Journeys with ‘The Waste Land’ at Turner Contemporary Margate a quick view 3 Feb 2018

‘s a very difficult business writing stuff about art exhibitions and stuff that is related to a poet like T S Eliot well – well-nigh impossible. Back in some time warp this generation of academics who read the “classics” fluently in latin and greek and wrote "modern" poetry in the sense that Picasso painted modern art. A generation and type long gone who were about during my distant childhood and I think would now be regarded as a bit of an alien species.


Is it “So intelligent, So elegant”? it would certainly have been easier to have done; Old Possum’s book of Practical Cats.  Easier for me that is – to write about it.

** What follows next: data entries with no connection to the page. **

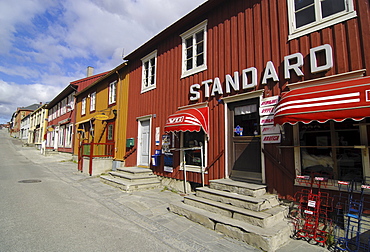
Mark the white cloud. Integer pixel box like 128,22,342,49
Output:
0,0,206,123
0,80,63,123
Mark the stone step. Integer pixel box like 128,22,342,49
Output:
196,187,279,211
109,171,158,181
170,203,291,251
117,167,155,176
210,179,266,197
100,175,161,192
184,195,288,228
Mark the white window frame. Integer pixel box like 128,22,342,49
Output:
180,20,208,78
65,124,73,148
287,0,357,40
141,50,157,93
81,97,86,115
180,132,208,174
90,92,96,112
108,81,117,105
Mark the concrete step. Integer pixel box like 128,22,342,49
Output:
170,203,291,251
100,175,161,192
210,179,266,197
109,171,158,181
196,187,279,211
117,167,155,176
184,195,288,228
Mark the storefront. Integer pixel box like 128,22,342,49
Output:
275,74,370,181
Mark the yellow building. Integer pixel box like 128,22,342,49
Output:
74,63,128,175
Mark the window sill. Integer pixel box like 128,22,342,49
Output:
140,85,156,94
288,11,357,40
180,65,207,79
294,179,370,195
180,165,208,174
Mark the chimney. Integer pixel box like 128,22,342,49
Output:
86,66,94,77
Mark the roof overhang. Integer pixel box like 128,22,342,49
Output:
274,77,370,125
164,107,209,135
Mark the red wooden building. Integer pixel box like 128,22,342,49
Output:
125,0,370,196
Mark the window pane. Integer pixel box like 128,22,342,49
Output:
197,42,204,54
186,47,193,59
150,58,155,66
321,0,345,18
294,0,314,11
183,131,204,166
295,6,316,28
186,59,193,70
234,104,259,136
197,53,204,67
185,37,193,48
195,31,204,43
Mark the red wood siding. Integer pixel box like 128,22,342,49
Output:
126,0,370,189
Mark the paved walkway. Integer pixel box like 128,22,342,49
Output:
14,140,328,252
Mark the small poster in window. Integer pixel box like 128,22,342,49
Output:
316,136,328,146
162,135,171,153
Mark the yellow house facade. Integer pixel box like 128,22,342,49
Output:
74,63,128,174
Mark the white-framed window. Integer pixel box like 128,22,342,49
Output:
67,92,75,112
141,51,157,93
65,124,73,148
81,97,86,115
287,0,357,39
58,125,66,147
61,98,67,115
180,20,207,78
180,130,207,172
90,92,96,111
108,81,117,105
293,119,370,181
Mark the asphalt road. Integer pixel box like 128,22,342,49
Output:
0,129,258,252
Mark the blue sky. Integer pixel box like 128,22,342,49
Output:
0,0,206,123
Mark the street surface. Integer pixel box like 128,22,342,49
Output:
0,129,259,252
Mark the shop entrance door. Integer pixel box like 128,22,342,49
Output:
138,120,150,167
228,98,262,183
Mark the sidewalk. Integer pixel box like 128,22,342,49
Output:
17,145,328,252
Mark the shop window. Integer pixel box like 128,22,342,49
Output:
181,131,206,172
299,120,364,181
108,81,117,105
234,104,259,136
181,21,207,78
90,92,96,111
287,0,356,39
141,51,157,93
81,97,86,115
107,124,113,141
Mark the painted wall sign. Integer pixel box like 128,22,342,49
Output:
260,95,279,107
261,125,280,135
155,127,161,145
262,134,281,143
234,125,243,136
259,106,275,116
190,44,333,101
94,114,109,121
260,115,274,125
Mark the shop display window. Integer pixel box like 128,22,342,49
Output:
183,131,205,167
234,104,259,136
299,120,363,181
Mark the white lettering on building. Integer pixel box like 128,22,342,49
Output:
190,44,333,101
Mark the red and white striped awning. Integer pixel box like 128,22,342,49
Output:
164,107,209,135
274,77,370,125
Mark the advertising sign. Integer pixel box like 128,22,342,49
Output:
262,134,281,143
260,115,274,125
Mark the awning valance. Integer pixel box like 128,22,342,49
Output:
164,107,209,135
274,77,370,125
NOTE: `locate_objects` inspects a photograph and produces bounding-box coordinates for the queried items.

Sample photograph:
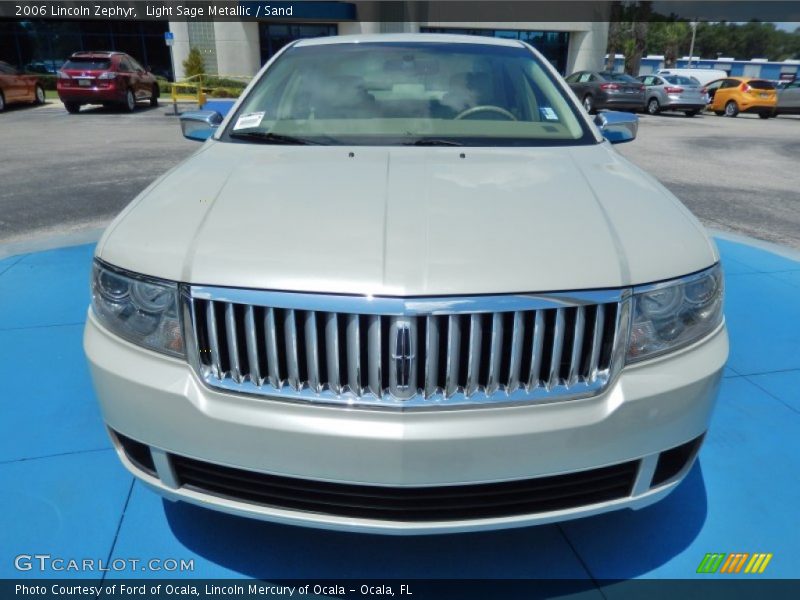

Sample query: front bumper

[84,313,728,534]
[597,94,645,110]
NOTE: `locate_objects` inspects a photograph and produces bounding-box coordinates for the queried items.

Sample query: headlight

[627,265,723,363]
[92,261,185,357]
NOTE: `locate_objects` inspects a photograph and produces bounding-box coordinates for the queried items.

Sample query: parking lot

[0,101,800,248]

Anyway I wandered around Turner Contemporary, The Waste Land, with Eliot reading it on my headphones, well apart from the fortune teller, abortion victim and so on, unless Eliot did a very good impersonation of a woman. Exepting Old Possum, it’s The Four Quartets wot’s mi fave and I can declaim.

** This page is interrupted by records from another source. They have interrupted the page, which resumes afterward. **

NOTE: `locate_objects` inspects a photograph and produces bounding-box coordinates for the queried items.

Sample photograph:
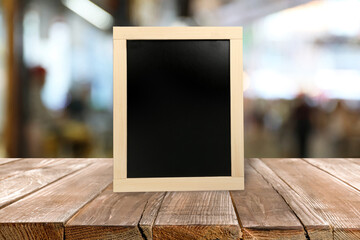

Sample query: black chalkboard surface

[113,27,244,192]
[126,39,231,178]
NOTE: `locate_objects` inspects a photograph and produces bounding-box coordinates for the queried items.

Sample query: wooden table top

[0,158,360,239]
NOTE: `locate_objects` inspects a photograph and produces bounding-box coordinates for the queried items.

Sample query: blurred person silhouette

[290,94,312,157]
[329,100,355,157]
[25,66,55,157]
[61,84,93,157]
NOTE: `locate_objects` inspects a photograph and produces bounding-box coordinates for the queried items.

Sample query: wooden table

[0,159,360,239]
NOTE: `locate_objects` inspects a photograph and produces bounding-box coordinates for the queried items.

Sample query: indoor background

[0,0,360,158]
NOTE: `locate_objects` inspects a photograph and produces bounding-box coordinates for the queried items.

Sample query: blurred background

[0,0,360,157]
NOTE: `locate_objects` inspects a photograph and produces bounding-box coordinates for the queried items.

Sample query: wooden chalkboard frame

[113,27,244,192]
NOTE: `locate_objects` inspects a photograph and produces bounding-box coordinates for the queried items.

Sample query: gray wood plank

[231,159,306,239]
[153,191,241,239]
[250,159,360,239]
[0,159,112,239]
[65,184,164,239]
[303,158,360,191]
[0,159,89,208]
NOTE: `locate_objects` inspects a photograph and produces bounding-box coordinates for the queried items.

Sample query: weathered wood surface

[153,191,241,239]
[231,162,306,240]
[0,159,360,239]
[250,159,360,239]
[0,158,21,165]
[0,159,89,207]
[65,184,164,239]
[304,158,360,191]
[0,160,112,239]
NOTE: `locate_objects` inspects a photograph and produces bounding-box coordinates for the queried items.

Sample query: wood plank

[250,159,360,239]
[153,191,241,239]
[0,158,21,165]
[65,184,164,239]
[0,159,89,208]
[0,159,112,239]
[114,177,244,192]
[303,158,360,191]
[231,161,306,239]
[0,158,61,180]
[139,192,165,240]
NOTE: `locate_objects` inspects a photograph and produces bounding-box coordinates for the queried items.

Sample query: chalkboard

[114,27,243,191]
[127,40,231,178]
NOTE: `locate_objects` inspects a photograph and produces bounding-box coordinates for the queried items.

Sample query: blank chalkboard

[127,40,231,178]
[114,27,244,192]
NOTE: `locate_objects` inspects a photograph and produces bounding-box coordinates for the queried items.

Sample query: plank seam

[143,192,169,240]
[249,158,310,240]
[137,197,150,240]
[229,191,245,239]
[0,163,91,209]
[0,158,24,165]
[63,183,111,226]
[301,158,360,192]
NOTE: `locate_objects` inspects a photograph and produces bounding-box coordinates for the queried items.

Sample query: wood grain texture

[153,191,241,239]
[0,223,64,240]
[139,192,165,240]
[0,159,89,208]
[230,161,306,239]
[0,158,56,180]
[0,158,21,165]
[65,184,164,239]
[114,177,244,192]
[0,159,112,239]
[256,159,360,239]
[303,158,360,191]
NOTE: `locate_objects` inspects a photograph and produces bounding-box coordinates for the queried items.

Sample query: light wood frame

[113,27,244,192]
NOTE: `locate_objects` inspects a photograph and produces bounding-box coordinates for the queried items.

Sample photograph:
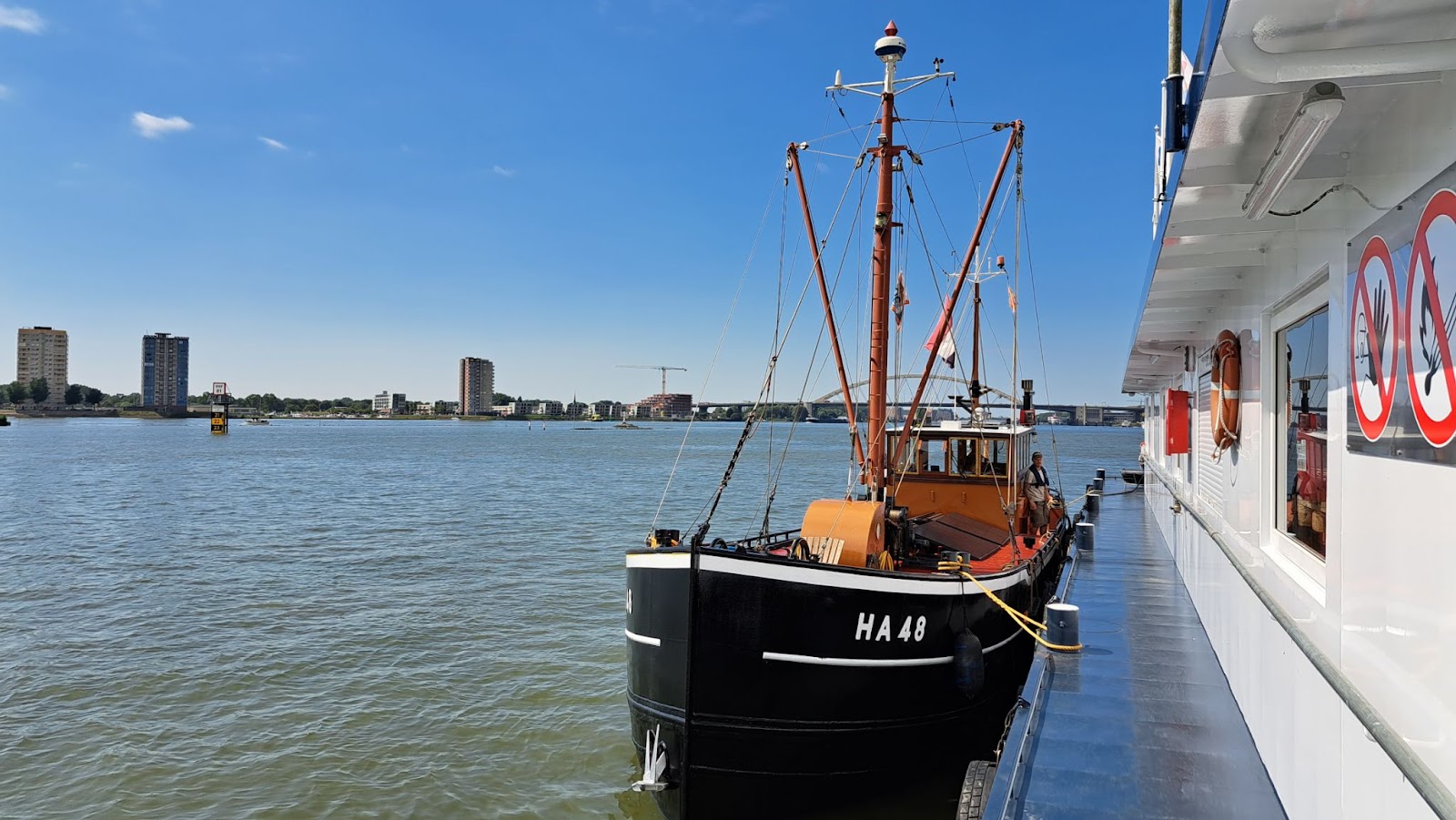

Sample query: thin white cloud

[131,111,192,140]
[733,3,777,26]
[0,5,46,34]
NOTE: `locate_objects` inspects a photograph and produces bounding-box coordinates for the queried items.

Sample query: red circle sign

[1350,236,1400,441]
[1402,187,1456,447]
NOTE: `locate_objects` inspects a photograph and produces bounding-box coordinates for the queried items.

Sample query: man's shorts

[1031,501,1050,531]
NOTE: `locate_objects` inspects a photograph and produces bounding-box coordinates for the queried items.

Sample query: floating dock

[983,492,1286,820]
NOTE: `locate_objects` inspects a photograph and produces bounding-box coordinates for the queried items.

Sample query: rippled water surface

[0,420,1141,818]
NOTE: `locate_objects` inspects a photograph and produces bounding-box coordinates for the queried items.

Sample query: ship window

[981,439,1006,476]
[920,440,949,473]
[1274,306,1330,558]
[954,439,980,475]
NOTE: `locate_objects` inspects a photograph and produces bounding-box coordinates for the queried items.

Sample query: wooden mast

[864,20,905,501]
[871,119,1022,471]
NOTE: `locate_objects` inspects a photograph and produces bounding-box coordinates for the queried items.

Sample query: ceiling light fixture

[1243,83,1345,220]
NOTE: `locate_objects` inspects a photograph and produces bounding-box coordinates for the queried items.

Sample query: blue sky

[0,0,1201,402]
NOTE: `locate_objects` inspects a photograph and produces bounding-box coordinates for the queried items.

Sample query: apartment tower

[141,333,187,408]
[15,326,70,400]
[460,357,495,415]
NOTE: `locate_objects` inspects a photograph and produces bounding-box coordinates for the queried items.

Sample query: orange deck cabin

[886,420,1060,531]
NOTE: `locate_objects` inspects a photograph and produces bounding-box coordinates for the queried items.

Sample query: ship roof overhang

[1123,0,1456,393]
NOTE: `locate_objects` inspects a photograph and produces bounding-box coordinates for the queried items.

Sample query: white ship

[1123,0,1456,818]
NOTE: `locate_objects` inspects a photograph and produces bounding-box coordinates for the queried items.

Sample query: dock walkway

[985,492,1286,820]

I have to fess up here that I can’t really understand The Waste Land that well - is, too far up the academic ladder as it were.

I think in Turner Contemporary something connected, the gallery was very busy and photography is allowed, so I took some photos. 

I would think back in the 1920s Eliot would have considered himself as part of an experimental movement in modern art and literature.


I took some photos, for anyone keen here are the links to the photographic raw material




‘ere is the Margit bit:

“My feet are at Moorgate, and my heart
Under my feet. After the event
He wept. He promised a ‘new start.’
I made no comment. What should I resent?”

“On Margate Sands.
I can connect
Nothing with nothing.
The broken fingernails of dirty hands.
My people humble people who expect
Nothing.”
                       la la

To Carthage then I came

Burning burning burning burning
O Lord Thou pluckest me out
O Lord Thou pluckest

burning

The last stanza being the bit about the confessions of St Augustine of Hippo, not the Thanet and Canterbury saint but the other Augustine. The rest has always been a bit of a mystery to me.    


Eliot once told an aspiring writer that he wrote poetry using a small drum to help with the rhythm of the verse.

Then there is the influence of David Lodge and the bit in his novel Small World where Persse McGarrigle is writing a book on the influence of TS Eliot on Shakespeare, a humorous novel which cuts to the quick at times in this context.


 A good exhibition? I think so, I will be going back for more viewings. 

Lots of different artists which I always find difficult, to follow the Eliot connections would be hard work for a lot of people I think. 

A good use for The Waste Land in a contemporary sense where the underlying educational structure that once made people think, possibly about being caned for not speaking exclusively in latin before prep, may leave some a bit confused.